道具の使い方を覚える、もしくは新しいプログラミング言語を覚えるつもりで取り組めば辛く感じること無くマスターできる...はずです。
インストールは以下のコマンドでできます。
brew install --cocoa emacs
インストール後はユーザのホームディレクトリにある.emacs.dの下のinit.elを編集して必要な設定をしていきます。 とりあえずAlt(Option)キーを多用するのでMacユーザは
- ターミナルの環境設定から「メタキーとしてOptionキーを使用」にチェック
- init.elでスペース左のCmdキーとoptionキーを入れ替えるように設定する
と良いです。 init.elに以下のように設定します
(setq ns-command-modifier (quote meta)) (setq ns-alternate-modifier (quote super))
拡張スクリプトの管理
Emacsは拡張スクリプトを入れることで簡単に必要な機能を追加することができます。タブ機能を実現する「ElScreen」や複数の機能を一つのウィンドウで管理する「Anything」はEmacsユーザには必須だと思います。 拡張スクリプトの紹介はここではせずにこれらの拡張ファイルの管理方法を紹介します。 インターネットからこれらのファイルをダウンロードして自分でファイルを移動するのは大変です。できれば設定ファイルにインストールする拡張ファイル名を書いて、コマンド一発でインストールしたいものです。再インストールも簡単になります。 ここで紹介する「Cask」はそれを実現するものです。
インストールは以下のコマンドでできます。
brew install cask
インストール後、.emacs.d/init.elに以下の設定をします。
(require'cask "/usr/local/Cellar/cask/0.7.2/cask.el") ;; バージョンは各自インストールされたものを指定してください (cask-initialize)

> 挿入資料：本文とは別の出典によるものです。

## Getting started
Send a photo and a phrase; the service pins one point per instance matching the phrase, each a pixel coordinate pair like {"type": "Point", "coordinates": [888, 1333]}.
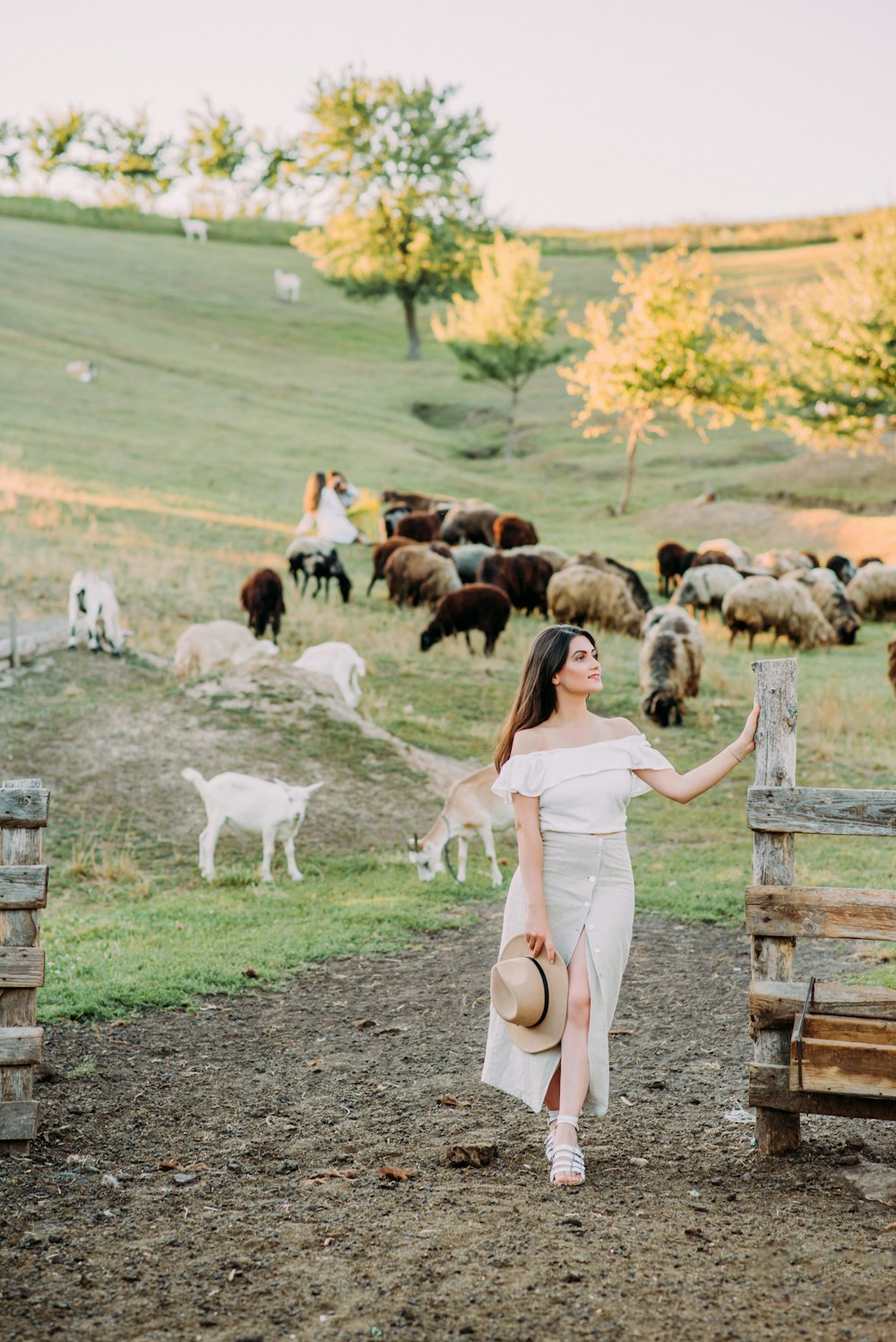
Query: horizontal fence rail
{"type": "Point", "coordinates": [821, 811]}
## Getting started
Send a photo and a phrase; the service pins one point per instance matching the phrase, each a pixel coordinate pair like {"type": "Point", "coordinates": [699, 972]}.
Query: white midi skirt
{"type": "Point", "coordinates": [588, 892]}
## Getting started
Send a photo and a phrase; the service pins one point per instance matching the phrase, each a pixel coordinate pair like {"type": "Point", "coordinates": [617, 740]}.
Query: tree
{"type": "Point", "coordinates": [660, 348]}
{"type": "Point", "coordinates": [502, 334]}
{"type": "Point", "coordinates": [831, 348]}
{"type": "Point", "coordinates": [405, 219]}
{"type": "Point", "coordinates": [126, 153]}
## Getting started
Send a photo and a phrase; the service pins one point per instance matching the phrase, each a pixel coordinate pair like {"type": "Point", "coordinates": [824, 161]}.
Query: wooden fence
{"type": "Point", "coordinates": [849, 1051]}
{"type": "Point", "coordinates": [23, 892]}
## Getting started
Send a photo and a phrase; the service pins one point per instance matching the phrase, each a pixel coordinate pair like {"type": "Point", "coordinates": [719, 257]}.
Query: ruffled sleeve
{"type": "Point", "coordinates": [522, 773]}
{"type": "Point", "coordinates": [642, 756]}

そして.emacs.dディレクトリに「Cask」ファイルを作成し必要なパッケージ名を記述します(最初の3行がインストールするサイトの指定、その下がインストールするスクリプトを指定するサンプルです)
(source gnu) (source melpa) (source marmalade) (depends-on "point-undo") (depends-on "elscreen" :git "https://github.com/knu/elscreen.git") (depends-on "auto-complete") (depends-on "gtags") (depends-on "ctags")
ファイルを作成したら以下コマンドを打つだけで必要なファイルをインストールできます。
cask
これで簡単に拡張スクリプトの管理ができます!!
Zsh
Zshは補完やaliasの細かな設定ができるのでものすごく便利です。インストールは以下のコマンドで出来ます。
brew install zsh
設定は大変なので、「oh-my-zsh」をインストールするとある程度いい感じにしてくれます。

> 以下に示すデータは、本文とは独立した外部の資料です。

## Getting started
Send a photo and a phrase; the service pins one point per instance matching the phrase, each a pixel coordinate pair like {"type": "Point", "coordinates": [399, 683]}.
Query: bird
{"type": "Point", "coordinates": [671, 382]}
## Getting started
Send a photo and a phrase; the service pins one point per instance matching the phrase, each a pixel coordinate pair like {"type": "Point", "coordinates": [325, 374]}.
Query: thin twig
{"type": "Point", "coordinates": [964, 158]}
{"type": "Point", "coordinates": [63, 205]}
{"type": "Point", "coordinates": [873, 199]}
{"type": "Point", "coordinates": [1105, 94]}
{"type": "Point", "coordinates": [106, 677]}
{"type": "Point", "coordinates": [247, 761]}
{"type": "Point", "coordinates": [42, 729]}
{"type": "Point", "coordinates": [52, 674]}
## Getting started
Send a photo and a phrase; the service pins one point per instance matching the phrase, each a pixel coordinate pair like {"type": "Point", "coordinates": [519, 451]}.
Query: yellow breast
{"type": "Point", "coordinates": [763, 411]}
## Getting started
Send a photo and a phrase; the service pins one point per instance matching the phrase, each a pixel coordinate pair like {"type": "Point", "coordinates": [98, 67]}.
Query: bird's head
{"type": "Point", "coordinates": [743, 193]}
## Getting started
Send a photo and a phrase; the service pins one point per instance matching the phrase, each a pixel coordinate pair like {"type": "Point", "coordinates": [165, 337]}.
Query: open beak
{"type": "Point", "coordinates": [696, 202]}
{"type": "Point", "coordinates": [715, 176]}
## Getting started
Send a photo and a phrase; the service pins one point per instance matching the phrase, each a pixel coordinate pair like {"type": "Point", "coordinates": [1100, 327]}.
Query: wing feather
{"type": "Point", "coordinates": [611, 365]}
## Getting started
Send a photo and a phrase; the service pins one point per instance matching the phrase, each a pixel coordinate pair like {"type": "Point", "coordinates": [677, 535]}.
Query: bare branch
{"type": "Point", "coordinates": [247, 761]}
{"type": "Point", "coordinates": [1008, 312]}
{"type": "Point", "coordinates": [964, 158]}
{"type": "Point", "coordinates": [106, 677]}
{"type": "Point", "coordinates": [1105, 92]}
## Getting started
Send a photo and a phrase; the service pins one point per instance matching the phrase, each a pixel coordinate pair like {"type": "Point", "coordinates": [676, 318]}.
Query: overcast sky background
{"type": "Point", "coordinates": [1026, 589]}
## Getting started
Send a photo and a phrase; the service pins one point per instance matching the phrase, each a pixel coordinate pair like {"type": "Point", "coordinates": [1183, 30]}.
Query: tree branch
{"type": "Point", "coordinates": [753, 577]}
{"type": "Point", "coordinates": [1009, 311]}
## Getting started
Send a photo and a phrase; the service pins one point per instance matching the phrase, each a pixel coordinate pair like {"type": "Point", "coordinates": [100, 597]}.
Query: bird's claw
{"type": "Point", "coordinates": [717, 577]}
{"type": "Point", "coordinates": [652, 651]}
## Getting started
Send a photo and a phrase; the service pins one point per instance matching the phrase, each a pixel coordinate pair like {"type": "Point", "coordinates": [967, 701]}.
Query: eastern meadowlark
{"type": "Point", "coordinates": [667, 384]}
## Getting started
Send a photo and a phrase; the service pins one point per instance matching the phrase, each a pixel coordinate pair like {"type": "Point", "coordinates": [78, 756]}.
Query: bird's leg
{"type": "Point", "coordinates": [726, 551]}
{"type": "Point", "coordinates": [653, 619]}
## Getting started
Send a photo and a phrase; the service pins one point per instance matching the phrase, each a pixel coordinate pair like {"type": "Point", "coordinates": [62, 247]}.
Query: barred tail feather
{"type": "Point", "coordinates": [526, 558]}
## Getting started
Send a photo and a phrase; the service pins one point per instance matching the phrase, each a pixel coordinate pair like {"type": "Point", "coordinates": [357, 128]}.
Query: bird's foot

curl -L https://github.com/robbyrussell/oh-my-zsh/raw/master/tools/install.sh | sh
設定
インストール後ユーザホームディレクトリの.zshrcファイルに設定を書きます。
export ZSH=$HOME/.oh-my-zsh ZSH_THEME="robbyrussell"
2行目のテーマの指定は以下のサイトから好きなものを選んでください。 https://github.com/robbyrussell/oh-my-zsh/wiki/Themes
~/.oh-my-zsh/pluginsディレクトリにいろいろなプラグインが入っているので~/.zshrcに好きなプラグインを指定します。 私はこんな感じです。
plugins=(git ruby osx brew rails emoji-clock)
ターミナルを再起動するとテーマが変わって表示されます(gitのブランチ名も表示されています)。
補完
Zshは補完が強いのがウリです。試しに「cd Tab」(cdコマンドの後にスペース+Tabキーを押す)と以下のように直下のディレクトリの候補が表示されます。そのままTabでディレクトリを選択してEnterでディレクトリ移動ができます。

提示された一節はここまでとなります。